Neue Zahlen sorgen für Aufregung: Dutzende ORF-Topverdiener kassieren Gehälter von über 170.000 Euro. Diese werden von Tausenden Haushalten finanziert – und das ausgerechnet mitten in der größten Krise des Senders.
Der Zeitpunkt könnte kaum brisanter sein: Während der ORF von internen Turbulenzen und einer schweren Führungskrise erschüttert wird, deckt der neue Transparenzbericht die Gehälter der Spitzenverdiener auf. Es geht um Millionenbeträge, die über den ORF-Beitrag finanziert werden. Die Debatte um Gagen, Macht und Verantwortung erhält dadurch neuen Zündstoff.
Millionen für wenige: Wer beim ORF richtig abkassiert
Der aktuelle Bericht listet alle Einkommen ab 170.000 Euro brutto pro Jahr (inklusive Boni) auf. Zwar ist die Zahl der Top-Verdiener von 73 auf etwas über 60 gesunken, doch die Summe bleibt mit mehr als 15 Millionen Euro gewaltig. Finanziert wird dies durch den ORF-Beitrag: Jeder Haushalt zahlt 183,60 Euro pro Jahr. Umgerechnet tragen somit rund 83.000 Haushalte allein die Gagen dieser Spitzenverdiener. Eine andere Perspektive macht die Dimension noch deutlicher: Das entspricht mindestens der Einwohnerzahl der Stadt Salzburg.

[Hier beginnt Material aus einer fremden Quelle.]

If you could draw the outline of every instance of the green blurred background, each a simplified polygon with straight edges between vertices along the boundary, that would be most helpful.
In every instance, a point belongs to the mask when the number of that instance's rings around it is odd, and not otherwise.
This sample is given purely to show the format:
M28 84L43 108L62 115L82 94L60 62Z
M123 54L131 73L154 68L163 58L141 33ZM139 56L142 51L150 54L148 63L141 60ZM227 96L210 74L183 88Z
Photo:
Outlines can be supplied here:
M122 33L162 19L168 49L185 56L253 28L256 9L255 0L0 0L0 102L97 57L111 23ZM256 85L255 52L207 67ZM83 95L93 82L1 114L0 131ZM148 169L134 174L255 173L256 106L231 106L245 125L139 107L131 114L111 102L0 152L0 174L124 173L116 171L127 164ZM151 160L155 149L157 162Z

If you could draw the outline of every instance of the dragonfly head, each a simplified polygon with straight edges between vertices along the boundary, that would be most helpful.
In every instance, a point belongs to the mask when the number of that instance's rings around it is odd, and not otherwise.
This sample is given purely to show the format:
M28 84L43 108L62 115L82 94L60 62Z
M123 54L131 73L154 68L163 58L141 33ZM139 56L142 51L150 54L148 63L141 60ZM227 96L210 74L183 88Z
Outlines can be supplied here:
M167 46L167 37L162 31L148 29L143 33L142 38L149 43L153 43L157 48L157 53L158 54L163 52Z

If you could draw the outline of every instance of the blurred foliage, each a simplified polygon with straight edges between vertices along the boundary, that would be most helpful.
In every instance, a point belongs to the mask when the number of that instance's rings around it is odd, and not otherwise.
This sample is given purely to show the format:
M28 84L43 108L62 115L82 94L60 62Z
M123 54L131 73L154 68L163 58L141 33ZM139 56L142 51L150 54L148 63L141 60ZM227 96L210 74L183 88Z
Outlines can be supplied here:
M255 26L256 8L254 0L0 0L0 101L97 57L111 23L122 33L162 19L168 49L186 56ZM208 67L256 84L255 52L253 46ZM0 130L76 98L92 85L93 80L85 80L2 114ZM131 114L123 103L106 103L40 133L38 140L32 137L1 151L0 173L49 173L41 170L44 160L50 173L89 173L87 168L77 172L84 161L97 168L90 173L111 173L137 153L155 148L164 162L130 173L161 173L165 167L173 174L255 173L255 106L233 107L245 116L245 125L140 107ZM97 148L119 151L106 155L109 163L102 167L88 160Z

An der Spitze der Liste steht nun ein neuer Name: Pius Strobl. Der Sicherheitsbeauftragte und Wohltätigkeitschef verdient rund 33.000 Euro pro Monat, was etwa dem Neunfachen eines durchschnittlichen Einkommens entspricht. Gleichzeitig kämpft er um eine Luxuspension von über 2,4 Millionen Euro.
Die neue ORF-Chefin Ingrid Thurnher scheint mit ihrem bisherigen Einkommen von 270 270 Euro dagegen abgeschlagen: Sie schafft es nicht einmal unter die Top 5.
Rangliste in Bewegung: Abgänge, Aufsteiger und „Landeskaiser“
Auch sonst gibt es Veränderungen in der Gagenliste. Der bisherige Spitzenreiter, Robert Kratky, hat sich wegen eines beginnenden Burnouts zurückgezogen. Sportchef Hannes Aigelsreiter liegt mit knapp 340.000 Euro Jahresbrutto noch einmal auf Platz drei, obwohl er den ORF bereits im Jänner verlassen hat.
In den Bundesländern dominieren weiterhin die sogenannten „Landeskaiser“. An der Spitze steht Waltraud Langer, Direktorin des ORF Salzburg, mit einem Monatsgehalt von 18.500 Euro. Dahinter folgt der steirische Landesstudio-Chef, während Wien das Schlusslicht bildet.
Nebenjobs sorgen für zusätzlichen Zündstoff
Nicht nur die Fixgehälter sorgen für Diskussionen, auch die Nebenverdienste werfen Fragen auf.
An der Spitze gab es einen Wechsel: Andi Knoll, bekannt als Moderator von „Dancing Stars“ und Opernball, wurde durch strengere Werberegeln von Platz eins verdrängt. Neuer Spitzenreiter ist nun „ZiB 2“-Moderator Armin Wolf. Er verdient zusätzlich als Buchautor sowie gemeinsam mit Peter Filzmaier als politischer Erklärer.
Immerhin müssen sich die Top-Verdiener für das laufende Jahr mit einer Nulllohnrunde zufriedengeben.